There is a plastic clip on the top of the shift shaft, rotate it up. Then it needs to slide one way or the other, I believe to the right.

Then the lower unit can be pulled out.

It is very hard to see that clip, may have to move some wires.


----------



## andy race (Jan 15, 2018)

thanks for reply, i was finally able to figure it out, had the shaft straightened by a machine shop for 45.00 in lieu of paying 600.00 for a new one. all back together , thanks again


----------



## SomaliPirate (Feb 5, 2016)

andy race said:


> thanks for reply, i was finally able to figure it out, had the shaft straightened by a machine shop for 45.00 in lieu of paying 600.00 for a new one. all back together , thanks again


What shop, if you don't mind me asking?


----------



## andy race (Jan 15, 2018)

TLC machine shop on north magnolia, they used to run Bi-lo's machine shop, elderly guys that know their stuff, i can get the exact address if that would help. really hard to find a good old fashioned machine shop now a days , this is in ocala fl. not sure where you are located.


----------



## SomaliPirate (Feb 5, 2016)

andy race said:


> TLC machine shop on north magnolia, they used to run Bi-lo's machine shop, elderly guys that know their stuff, i can get the exact address if that would help. really hard to find a good old fashioned machine shop now a days , this is in ocala fl. not sure where you are located.

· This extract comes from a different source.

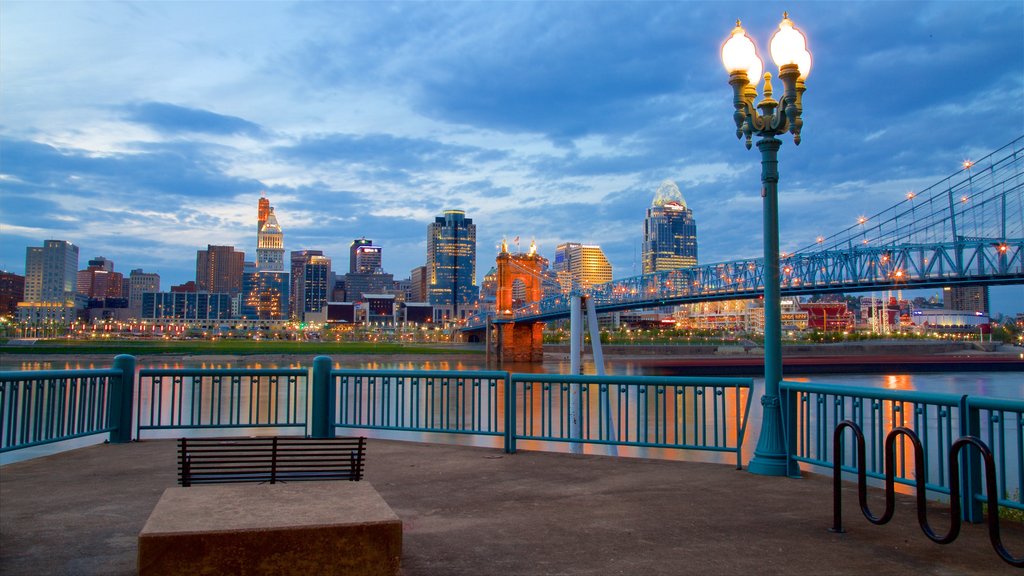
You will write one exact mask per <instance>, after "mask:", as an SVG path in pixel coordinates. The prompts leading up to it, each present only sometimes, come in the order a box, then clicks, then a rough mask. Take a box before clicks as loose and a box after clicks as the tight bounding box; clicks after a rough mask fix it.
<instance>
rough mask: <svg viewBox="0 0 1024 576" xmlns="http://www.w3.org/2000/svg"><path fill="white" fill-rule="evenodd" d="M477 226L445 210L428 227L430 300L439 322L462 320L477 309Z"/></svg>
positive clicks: (428, 225) (428, 254) (478, 296)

Thanks a ton. If you get a chance to get their address or number, I'd love it. I'm near Williston/Ocala but I fish Ozello, CR, and Yankeetown a lot.


----------



## andy race (Jan 15, 2018)

I fish the exact same area's along with mason creek down to chaz point. my son used my boat on neg low at yankeetown hence a bent shaft, anyway, TLC machine shop 603 N. Magnolia ave., ocala fl 34475 352 547 8505. probably should introduce myself under that heading on this forum and post a pic of my boat, we've most likely crossed paths as i fish from mangrove point south to chaz.


----------



## SomaliPirate (Feb 5, 2016)

andy race said:


> I fish the exact same area's along with mason creek down to chaz point. my son used my boat on neg low at yankeetown hence a bent shaft, anyway, TLC machine shop 603 N. Magnolia ave., ocala fl 34475 352 547 8505. probably should introduce myself under that heading on this forum and post a pic of my boat, we've most likely crossed paths as i fish from mangrove point south to chaz.


Thanks a ton! If you see a guy in a 17T cussing at his motor and beating it with a flip flop, it's most likely me. I launch most often from the ozello park ramp or the fort island beach side ramp. I do Yankeetown or the barge canal every once in a while too.


----------